F.S. - Mi sono affezionato a
tutte le canzoni del disco, mi commuove l’intervento di Giovanna Marini in Da
un cielo umano.
In questo
intenso lavoro discografico hanno preso parte ben dodici ospiti, come sono
stati scelti? Qualcuno più di altri ti ha colpito in particolar modo?
M.G. - Tutti
(o quasi) avevano conosciuto Michele L. Straniero. Due sono miei amici cari:
Gualtiero Bertelli e Moni Ovadia, con i quali collaboro stabilmente. Entrambi
in qualche modo sono stati scoperti da Straniero. Gualtiero mi ha raccontato
che, quando Straniero lo sentì cantare la prima volta, chiamò Nanni Ricordi e
disse: “Ho incontrato un uomo che quando canta urla come un pazzo e suona la
fisarmonica come una clava”. Gualtiero la ritiene ancora la miglior definizione
della sua arte.
F.S. - Approfitto per
ringraziarli tutti per la partecipazione entusiasta.

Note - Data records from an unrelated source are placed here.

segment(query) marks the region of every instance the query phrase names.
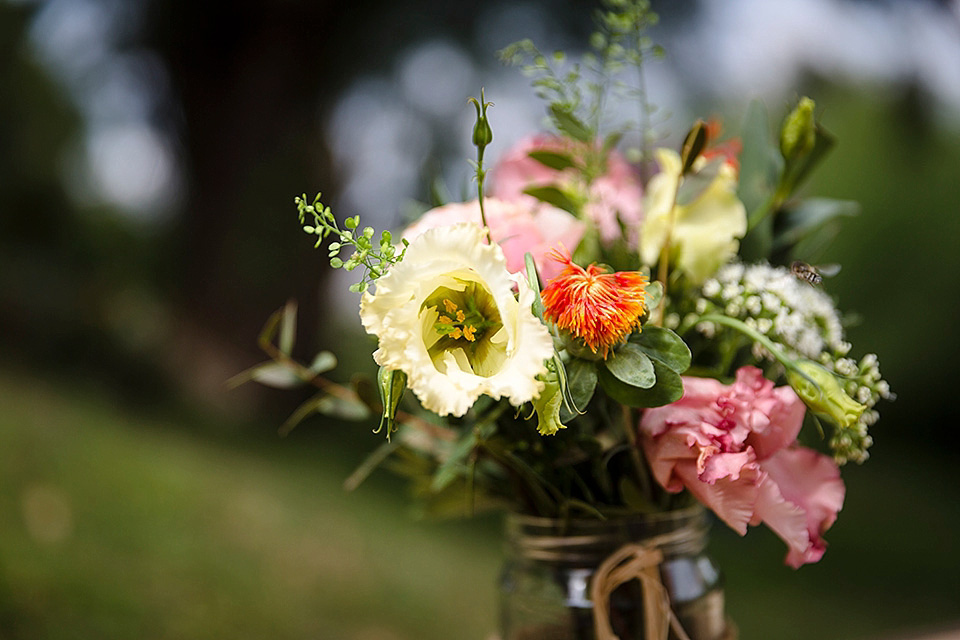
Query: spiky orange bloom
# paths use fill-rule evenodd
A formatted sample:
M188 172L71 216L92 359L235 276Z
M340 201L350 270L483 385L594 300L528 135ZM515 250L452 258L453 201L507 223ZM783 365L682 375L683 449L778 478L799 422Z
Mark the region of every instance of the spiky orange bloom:
M636 271L609 273L595 264L584 269L566 250L550 257L566 267L540 294L544 315L606 358L610 347L640 327L647 277Z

Ho detto di Giovanna
Marini e ho da sempre un debole per Moni Ovadia.
Credo che
insieme abbiate fatto un lavoro di recupero straordinario, un’opera come questa
a quale pubblico è destinata?
M.G. - “Un
disco per tutti e per nessuno”, parafrasando il sottotitolo di un libro
fortunato... Penso che sia la riscoperta importante di una fonte maggiore della
canzone d’autore in lingua italiana. Sono davvero fiero di aver fatto questo
disco con Federico e Giovanni!
F.S. I tempi ci dicono che
parrebbe destinata a un pubblico di nicchia e non più giovane ma, secondo me,
se le nuove generazioni ascoltassero queste parole ci si ritroverebbero
profondamente.
Michele Gazich e Federico Sirianni |
Non
ritieni che il frutto di un’operazione culturale di questo genere potrebbe
essere portata nelle scuole? Come sarebbe accolta dai giovani secondo te?
M.G. - Sarebbe
certamente accolta bene. Avverrà. Stimo i giovani. Quelli che temo sono i
vecchi.
F.S. - Sarebbe molto bello
portare Michele Straniero nelle scuole e, come detto prima, credo sarebbe
apprezzato davvero.
A
conclusione di un lavoro così complesso, cosa ti ha lasciato Michele Luciano
Straniero?
M.G. - Il
sogno di un’Italia libera.
F.S. - La voglia di rimettermi
a scrivere dopo un lungo periodo di inattività creativa.